- Map of Allegheny County, Pennsylvania School Districts with Cornell School District in light green in western Allegheny County.

Address
- 1099 Maple Street Coraopolis, Allegheny, Pennsylvania, 15108 United States
- Coordinates: 40°30′28″N 80°09′47″W﻿ / ﻿40.507915°N 80.162968°W

District information
- Type: Public
- Motto: Pursuing Excellence in Public Education
- Grades: K-12
- Established: 1972; 54 years ago

Students and staff
- District mascot: Raiders
- Colors: Blue and Gold

Other information
- Website: www.cornellsd.org

= Cornell School District (Allegheny County, Pennsylvania) =

School district in Pennsylvania, USA

Cornell School District is a diminutive, suburban public school district in Allegheny County, Pennsylvania. The district encompasses approximately 2 square miles. According to 2000 federal census data, it serves a resident population of 7,363. In 2009, the district residents' per capita income was $17,935, while the median family income was $41,497. It serves students in the Pittsburgh suburbs of Coraopolis and Neville Township.

Cornell School District operates 2 schools: Cornell Elementary (K-6) and Cornell High School which serves 7-12th grade. In 2010 the high school and junior high school were combined for administration purposes. Cornell School District Educational Center is located on one campus in Coraopolis with separate wings for elementary and secondary instruction. The climate-controlled building includes a gymnasium, auditorium, and pool. Separate libraries fulfill the different needs of elementary and secondary students. The elementary and secondary cafeterias serve both breakfast and lunch.

 The professional staff has an average of 9 years teaching experience, and 40 percent of the teachers have advanced degrees. The district's class sizes average about 20 students and a staff/pupil ratio of 14 to one.

==Extracurriculars==
The district offers a variety of clubs, activities and sports.

===Athletics===
The interscholastic athletic program provides high-level competition in both team and individual sports. Interscholastic sports are those in which students compete against teams or individuals from other school districts. Athletic activities are offered at the junior high school, 9th grade, junior varsity, and varsity levels. Some sports do not offer competition in all four levels.

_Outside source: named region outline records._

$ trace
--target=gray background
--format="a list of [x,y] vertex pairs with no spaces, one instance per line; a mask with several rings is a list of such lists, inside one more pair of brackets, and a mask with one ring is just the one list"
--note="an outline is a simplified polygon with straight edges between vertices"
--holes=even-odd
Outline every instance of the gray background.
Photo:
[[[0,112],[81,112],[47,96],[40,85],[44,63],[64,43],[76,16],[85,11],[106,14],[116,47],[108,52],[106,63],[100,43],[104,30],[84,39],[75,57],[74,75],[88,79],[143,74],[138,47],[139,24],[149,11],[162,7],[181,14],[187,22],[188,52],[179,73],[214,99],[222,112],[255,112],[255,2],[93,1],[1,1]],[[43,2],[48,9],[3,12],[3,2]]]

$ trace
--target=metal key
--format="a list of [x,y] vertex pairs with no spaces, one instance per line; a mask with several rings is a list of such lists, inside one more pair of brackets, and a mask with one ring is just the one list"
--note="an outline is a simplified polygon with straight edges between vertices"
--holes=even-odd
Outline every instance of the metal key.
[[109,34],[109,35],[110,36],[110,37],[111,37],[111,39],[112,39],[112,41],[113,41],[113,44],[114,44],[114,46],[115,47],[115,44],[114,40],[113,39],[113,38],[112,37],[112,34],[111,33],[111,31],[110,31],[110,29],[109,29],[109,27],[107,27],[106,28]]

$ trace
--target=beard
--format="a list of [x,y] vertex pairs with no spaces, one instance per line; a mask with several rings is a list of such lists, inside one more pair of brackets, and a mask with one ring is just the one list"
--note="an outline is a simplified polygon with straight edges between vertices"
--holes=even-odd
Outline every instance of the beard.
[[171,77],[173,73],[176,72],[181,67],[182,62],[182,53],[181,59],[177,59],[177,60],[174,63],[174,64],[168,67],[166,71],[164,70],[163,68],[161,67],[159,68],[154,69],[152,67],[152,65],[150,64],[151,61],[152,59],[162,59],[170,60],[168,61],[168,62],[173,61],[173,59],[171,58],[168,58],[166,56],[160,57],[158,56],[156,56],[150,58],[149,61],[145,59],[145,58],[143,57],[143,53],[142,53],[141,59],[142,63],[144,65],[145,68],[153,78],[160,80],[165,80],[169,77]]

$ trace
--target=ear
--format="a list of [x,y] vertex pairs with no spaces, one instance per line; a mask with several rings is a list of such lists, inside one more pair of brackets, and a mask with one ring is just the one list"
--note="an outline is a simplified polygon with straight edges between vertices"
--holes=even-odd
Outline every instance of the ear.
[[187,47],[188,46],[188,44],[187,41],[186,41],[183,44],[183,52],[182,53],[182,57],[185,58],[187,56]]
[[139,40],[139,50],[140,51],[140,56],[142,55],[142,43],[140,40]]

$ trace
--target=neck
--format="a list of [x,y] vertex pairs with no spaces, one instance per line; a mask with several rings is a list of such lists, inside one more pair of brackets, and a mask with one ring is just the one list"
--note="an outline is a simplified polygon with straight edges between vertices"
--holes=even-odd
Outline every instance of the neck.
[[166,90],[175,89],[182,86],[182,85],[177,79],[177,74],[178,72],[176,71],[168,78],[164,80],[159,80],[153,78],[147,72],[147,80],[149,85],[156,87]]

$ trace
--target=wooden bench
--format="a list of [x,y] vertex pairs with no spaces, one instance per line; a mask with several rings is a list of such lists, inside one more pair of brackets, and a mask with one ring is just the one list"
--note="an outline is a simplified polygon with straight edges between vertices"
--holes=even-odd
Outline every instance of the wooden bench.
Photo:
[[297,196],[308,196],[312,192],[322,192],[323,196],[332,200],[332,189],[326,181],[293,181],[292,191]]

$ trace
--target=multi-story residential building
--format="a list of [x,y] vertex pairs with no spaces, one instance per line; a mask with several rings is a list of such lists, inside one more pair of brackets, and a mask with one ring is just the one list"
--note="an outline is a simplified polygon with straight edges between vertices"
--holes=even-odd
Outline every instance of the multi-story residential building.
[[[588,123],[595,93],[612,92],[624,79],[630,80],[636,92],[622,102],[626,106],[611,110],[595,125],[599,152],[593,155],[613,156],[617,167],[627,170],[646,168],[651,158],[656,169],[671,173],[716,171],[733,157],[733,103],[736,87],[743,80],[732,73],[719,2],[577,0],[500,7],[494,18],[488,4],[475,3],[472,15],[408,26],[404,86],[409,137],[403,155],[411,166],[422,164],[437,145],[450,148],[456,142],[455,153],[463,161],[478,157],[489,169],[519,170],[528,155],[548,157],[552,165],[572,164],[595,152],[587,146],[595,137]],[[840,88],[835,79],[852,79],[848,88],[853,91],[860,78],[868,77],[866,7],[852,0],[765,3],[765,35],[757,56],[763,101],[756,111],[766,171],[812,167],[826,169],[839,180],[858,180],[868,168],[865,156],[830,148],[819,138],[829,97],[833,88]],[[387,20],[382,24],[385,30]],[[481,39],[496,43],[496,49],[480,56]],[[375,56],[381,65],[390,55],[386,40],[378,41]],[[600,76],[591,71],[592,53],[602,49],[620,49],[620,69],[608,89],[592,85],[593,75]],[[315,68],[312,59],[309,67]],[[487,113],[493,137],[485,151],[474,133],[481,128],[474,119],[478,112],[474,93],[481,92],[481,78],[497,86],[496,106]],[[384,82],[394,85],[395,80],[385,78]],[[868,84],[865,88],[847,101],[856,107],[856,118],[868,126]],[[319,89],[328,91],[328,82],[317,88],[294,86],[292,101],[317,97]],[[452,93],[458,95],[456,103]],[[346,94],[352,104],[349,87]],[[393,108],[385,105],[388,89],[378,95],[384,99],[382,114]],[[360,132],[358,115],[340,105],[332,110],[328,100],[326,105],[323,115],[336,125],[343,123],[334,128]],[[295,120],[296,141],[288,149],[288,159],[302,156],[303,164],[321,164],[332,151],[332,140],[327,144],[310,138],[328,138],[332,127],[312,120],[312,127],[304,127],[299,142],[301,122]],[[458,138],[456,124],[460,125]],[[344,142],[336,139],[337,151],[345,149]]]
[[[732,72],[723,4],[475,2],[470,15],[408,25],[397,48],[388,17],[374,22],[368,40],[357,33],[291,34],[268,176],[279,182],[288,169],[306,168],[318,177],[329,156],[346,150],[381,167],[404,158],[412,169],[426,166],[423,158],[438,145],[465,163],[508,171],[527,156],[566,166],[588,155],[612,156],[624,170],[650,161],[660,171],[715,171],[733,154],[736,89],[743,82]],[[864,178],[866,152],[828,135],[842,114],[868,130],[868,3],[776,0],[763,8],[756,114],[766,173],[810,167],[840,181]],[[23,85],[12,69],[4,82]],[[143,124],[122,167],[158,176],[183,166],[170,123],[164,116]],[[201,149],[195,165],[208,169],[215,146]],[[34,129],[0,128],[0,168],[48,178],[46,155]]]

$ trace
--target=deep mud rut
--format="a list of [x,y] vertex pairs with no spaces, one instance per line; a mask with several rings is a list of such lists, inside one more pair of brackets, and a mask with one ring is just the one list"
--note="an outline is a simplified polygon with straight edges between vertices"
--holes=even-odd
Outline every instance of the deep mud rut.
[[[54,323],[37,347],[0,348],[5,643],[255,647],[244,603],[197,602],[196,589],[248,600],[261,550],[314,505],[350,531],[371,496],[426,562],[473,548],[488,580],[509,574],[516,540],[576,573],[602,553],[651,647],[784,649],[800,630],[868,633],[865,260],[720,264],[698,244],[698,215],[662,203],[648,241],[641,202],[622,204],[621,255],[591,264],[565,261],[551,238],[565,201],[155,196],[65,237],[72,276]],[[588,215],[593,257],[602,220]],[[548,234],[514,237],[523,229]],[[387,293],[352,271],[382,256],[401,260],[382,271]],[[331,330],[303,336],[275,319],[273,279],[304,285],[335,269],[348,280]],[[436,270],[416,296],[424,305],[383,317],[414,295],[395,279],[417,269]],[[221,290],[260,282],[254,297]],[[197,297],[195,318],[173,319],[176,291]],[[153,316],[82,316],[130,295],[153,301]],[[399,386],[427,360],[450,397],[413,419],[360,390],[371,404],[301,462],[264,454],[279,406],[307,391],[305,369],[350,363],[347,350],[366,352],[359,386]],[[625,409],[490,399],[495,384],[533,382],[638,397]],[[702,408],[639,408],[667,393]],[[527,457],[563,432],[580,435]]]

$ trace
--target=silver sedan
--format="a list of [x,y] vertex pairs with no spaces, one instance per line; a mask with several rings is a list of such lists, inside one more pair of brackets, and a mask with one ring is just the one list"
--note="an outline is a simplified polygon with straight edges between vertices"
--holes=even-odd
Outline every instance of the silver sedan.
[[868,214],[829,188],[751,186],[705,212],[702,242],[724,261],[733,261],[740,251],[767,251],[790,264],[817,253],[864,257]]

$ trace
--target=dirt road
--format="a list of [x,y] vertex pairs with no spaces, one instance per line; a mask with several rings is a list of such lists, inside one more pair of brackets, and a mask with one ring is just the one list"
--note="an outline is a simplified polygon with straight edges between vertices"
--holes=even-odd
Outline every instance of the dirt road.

- Boys: Baseball, Basketball, Cross-Country, Football, Golf, Swimming, Track, and Soccer.
- Girls: Basketball, Cross-Country, Golf, Soccer, Softball, Swimming, Track, and Volleyball.

The Pennsylvania Interscholastic Athletic Association (P.I.A.A.) governs high school interscholastic sports programs in Pennsylvania. As a member the district, follows the policies and regulations formulated by the association. Additional information regarding the athletic program is available from the athletic director.

===Activities and clubs===
Students are offered a number of extracurricular experiences. Students can participate in the band beginning in seventh grade. Other activities include a student newspaper, yearbook, Key Club, National Honor Society, junior high and high school student councils, and class plays.